Moradora de Khabarovsk (Sibéria), Alina nasceu nos estertores da União Soviética, o Estado formado em 1922 após a sangrenta guerra civil que teve sua origem naquele fevereiro de 1917. Na escola, o tema pouco era abordado.

"Foi uma revolução antimonárquica e democrática que liberou a maior parte das forças sociais. Ela minou o Estado e permitiu que os bolcheviques tomassem o poder com uma força relativamente pequena, mas organizada e militante", afirma o britânico Orlando Figes, 57, um dos principais historiadores dedicados à Rússia.

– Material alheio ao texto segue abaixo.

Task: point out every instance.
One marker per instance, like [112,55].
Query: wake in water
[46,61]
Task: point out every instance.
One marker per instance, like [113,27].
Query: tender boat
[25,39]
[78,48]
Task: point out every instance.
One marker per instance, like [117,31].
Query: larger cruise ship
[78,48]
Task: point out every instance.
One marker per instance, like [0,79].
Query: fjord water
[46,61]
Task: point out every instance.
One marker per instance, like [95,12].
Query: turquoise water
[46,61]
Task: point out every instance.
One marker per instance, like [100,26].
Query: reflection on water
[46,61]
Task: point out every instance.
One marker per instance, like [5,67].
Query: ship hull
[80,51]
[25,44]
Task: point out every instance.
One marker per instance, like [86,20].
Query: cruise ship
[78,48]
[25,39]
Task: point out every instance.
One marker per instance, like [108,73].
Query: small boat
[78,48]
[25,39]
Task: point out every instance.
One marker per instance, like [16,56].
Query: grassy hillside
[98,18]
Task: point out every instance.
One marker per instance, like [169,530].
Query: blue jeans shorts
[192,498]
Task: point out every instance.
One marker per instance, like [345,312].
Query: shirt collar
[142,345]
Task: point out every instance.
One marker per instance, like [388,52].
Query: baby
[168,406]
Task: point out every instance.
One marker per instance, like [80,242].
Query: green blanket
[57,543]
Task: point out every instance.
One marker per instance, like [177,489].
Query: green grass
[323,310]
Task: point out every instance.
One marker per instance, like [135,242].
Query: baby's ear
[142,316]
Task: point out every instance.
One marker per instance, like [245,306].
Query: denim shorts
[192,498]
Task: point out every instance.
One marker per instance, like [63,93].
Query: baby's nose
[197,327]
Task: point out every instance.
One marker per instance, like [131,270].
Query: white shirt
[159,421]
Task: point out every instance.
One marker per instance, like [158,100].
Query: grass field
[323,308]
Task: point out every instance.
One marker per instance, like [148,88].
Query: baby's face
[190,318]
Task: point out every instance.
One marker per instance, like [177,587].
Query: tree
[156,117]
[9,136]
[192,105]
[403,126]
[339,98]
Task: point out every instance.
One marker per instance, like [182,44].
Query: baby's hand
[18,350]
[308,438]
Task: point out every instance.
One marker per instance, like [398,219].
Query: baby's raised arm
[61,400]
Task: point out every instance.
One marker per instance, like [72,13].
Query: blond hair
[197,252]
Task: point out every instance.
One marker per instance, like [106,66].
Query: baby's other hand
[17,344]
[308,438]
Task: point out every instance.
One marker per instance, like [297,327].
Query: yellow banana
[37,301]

O governo provisório tinha maioria liberal, e foi integrado por socialistas moderados que queriam reformas progressivas e manter a Rússia na guerra, entre outras coisas para continuar a aliança com França e Reino Unido.

A maioria da esquerda disputou o poder formando o Soviete (Conselho) de Petrogrado. Os chamados mencheviques, rivais dos bolcheviques, tinham mais espaço no fórum e acreditavam na revolução em dois tempos, com uma etapa capitalista abrindo caminho ao socialismo.

Lênin estava exilado na Suíça, voltou de trem a Petrogrado pelas mãos da Alemanha, a quem prometera sair da guerra –o que de fato fez em 1918. O conflito seguia minando o instável governo provisório, por fim liderado pelo socialista moderado Alexander Kerênski (1881-1970).

Em outubro, novembro no calendário atual, as divisões de poder, a pressão popular pelo fim da guerra e uma tentativa fracassada da aristocracia militar de tomar o poder deram condições para que os bolcheviques dessem um golpe político interno.

Foi praticamente pacífico, com apoio da soldadesca em Petrogrado, mas também o prelúdio da guerra que matou 1,5 milhão de combatentes e talvez 8 milhões de civis.

O embate entre "vermelhos", bolcheviques e outras facções radicais, e "brancos", a ala mais à direita do governo provisório e aliados diversos, marcou a Rússia.

"Uns veem a revolução como o começo de uma grande civilização, outros como uma catástrofe. O país está lutando hoje um tipo de guerra civil ideológica entre os descendentes de 'vermelhos' e de 'brancos'", diz Figes.

Para ele, o fato de que as revoluções não são parte do calendário oficial de comemorações na Rússia de Vladimir Putin mostra a dificuldade em lidar com a questão.

"Putin talvez tenha se entregado quando trouxe de volta à Rússia os restos do líder 'branco' Anton Denikin (1872-1947). Mas ele não quer muita conversa sobre revolução porque teme uma."

Não só ele. Ao longo dos quase 70 anos da União Soviética, não se viram monumentos a fevereiro de 1917 espalhados pelo país. Mesmo o existente no Campo de Marte, em São Petersburgo, foi absorvido por um maior de estética e narrativa comunistas, tornando indiferenciável a lembrança celebrada ali.